Los periodistas no son jueces

Por: Redacción Digital



Que un presidente de la República decida destituir a un funcionario tras el ruido provocado por un reportaje periodístico es una determinación personal y, como tal, respetable. No obstante, la aniquilación moral de ese funcionario en las redes sociales y en la opinión pública poco tiene que ver con la veracidad comprobada de los hechos.
El periodismo responsable expone información, aporta evidencias y despierta el debate público, pero no sustituye a la justicia. Cuando en un reportaje se presentan indicios o pruebas, es imprescindible conceder el derecho a la defensa. Solo después de un proceso legal, con un dictamen firme, la sociedad puede —si así corresponde— emitir un juicio moral. Antes de eso, cualquier condena pública es prematura y peligrosa.
Las leyes están escritas y, aunque persistan dudas y desconfianza sobre el sistema de justicia dominicano, es ese poder del Estado —y no el tribunal de las redes— el llamado a decidir la suerte de una persona. Saltarse ese proceso es abrir la puerta al linchamiento social y a la injusticia.
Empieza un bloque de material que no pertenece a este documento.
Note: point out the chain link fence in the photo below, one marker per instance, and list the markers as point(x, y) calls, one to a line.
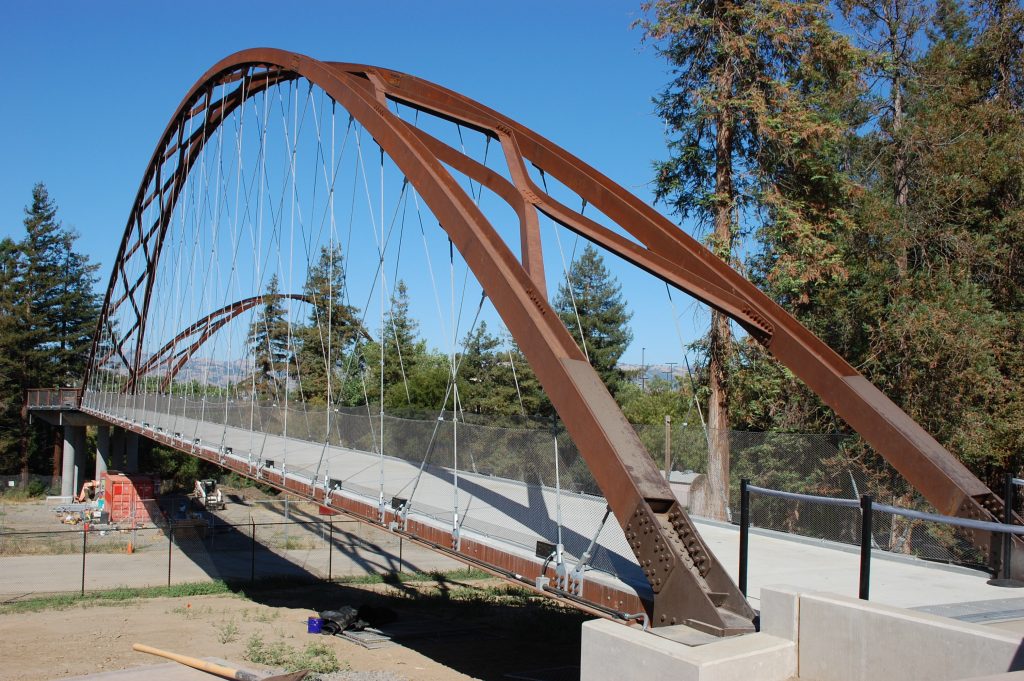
point(297, 547)
point(29, 485)
point(541, 456)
En mayo de 2025, el segundo tribunal colegiado de República Dominicana declaró “sentencia absolutoria” a favor de la venezolana Karla María Moya Boada y a la entidad social “Láser Point Rejuvenation Center”, que lleva su nombre, luego que saliera una invitestigación de Nuria Piera, en la que se le acusó de ejercer la medicina sin estar autorizada en el país.

La sentencia fue definitiva por ser la segunda de descargo a favor de la acusada.
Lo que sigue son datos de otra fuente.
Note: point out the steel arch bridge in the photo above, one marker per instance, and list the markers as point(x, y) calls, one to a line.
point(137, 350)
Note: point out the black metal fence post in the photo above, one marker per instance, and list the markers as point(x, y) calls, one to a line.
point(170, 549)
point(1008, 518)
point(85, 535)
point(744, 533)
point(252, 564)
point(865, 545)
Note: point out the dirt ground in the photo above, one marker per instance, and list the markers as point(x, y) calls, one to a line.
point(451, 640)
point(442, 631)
Ahí está el caso del exadministrador de la Lotería Nacional, Michel Dicent, quien fue absuelto por la justicia dominicana tras un proceso en el que fue eliminado social, política y moralmente, mucho antes de que se conociera una sentencia.
Algo similar ocurre con Rafael Feliz, exrector del ITLA, a quien no se le ha dado la oportunidad de defenderse ante la opinión pública. Para muchos ya es culpable, un ladrón sentenciado sin juicio, cuando el Ministerio Público aún no ha concluido su investigación y no existe una decisión judicial.
Así vivimos en una sociedad que vibra intensamente en la era de la información inmediata, donde la presunción de inocencia suele perderse entre titulares, comentarios y juicios apresurados. Solo cuando el problema toca nuestra propia puerta exigimos prudencia y justicia; mientras tanto, para los demás, el veredicto suele ser implacable.
El periodismo informa e investiga. La justicia juzga. Confundir esos roles nos coloca a todos en riesgo.